Quando penso alla Nazionale penso a quello che ho fatto ma ancor di più a quello che avrei potuto fare meglio. La maglia azzurra motiva al di là delle reali possibilità, è una responsabilità che esalta.

La mia avventura con la nazionale è iniziata come un UFO, venivo dal maschile e al primo anno ho vinto lo scudetto con Como da li sono “rimbalzato” nella nazionale rosa, mi hanno dato (su mia richiesta) anche l’under 20, da niente niente a tutto tutto. Tanto materiale ma poco tempo l’esatto contrario di quello cge succede nel CLUB.

IILe persone che incontri nel VIAGGIO lasciano un segno indelebile, i risultati sbiadiscono. Avevamo costruito un bel gruppo, ricordo tutti con molto piacere, c’era un bel clima per chi doveva stare fuori casa per diverso tempo e nel frattempo condividere tutto.

la nazionale raduna il meglio e deve essere in grado di offrire il meglio, nella maggior parte dei casi più dei club. Lo staff tecnico è importante ma è il meno necessario, un allenatore si…trova… Alla Nazionale si chiede un preparatore fisico di alto livello così come lo staff medico, osteopata compreso.

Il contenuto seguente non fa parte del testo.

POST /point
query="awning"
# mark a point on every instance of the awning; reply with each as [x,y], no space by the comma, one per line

Nello staff deve esserci EMPATIA e per vivere insieme un pò di sana gogliardia, prendersi troppo sul serio non aiuta.

Come, dicevo prima, ogni viaggio lascia una rendita di conoscenze, rapporti, esperienze, vissuto e arricchimento culturale. Vinci quando consolidi una nuova amicizia, quando ottieni il rispetto di persone che non conoscevi. Le Nazionali non possono sviluppare il Basket Italiano perchè ne sono l’espressione, viceversa è vero il contrario e le Nazionali … aspettano.

La mia esperienza in Nazionale? La felicità non esiste ma nessuno ci vieta di essere contenti e nei tre anni della nazionale sono stato contento.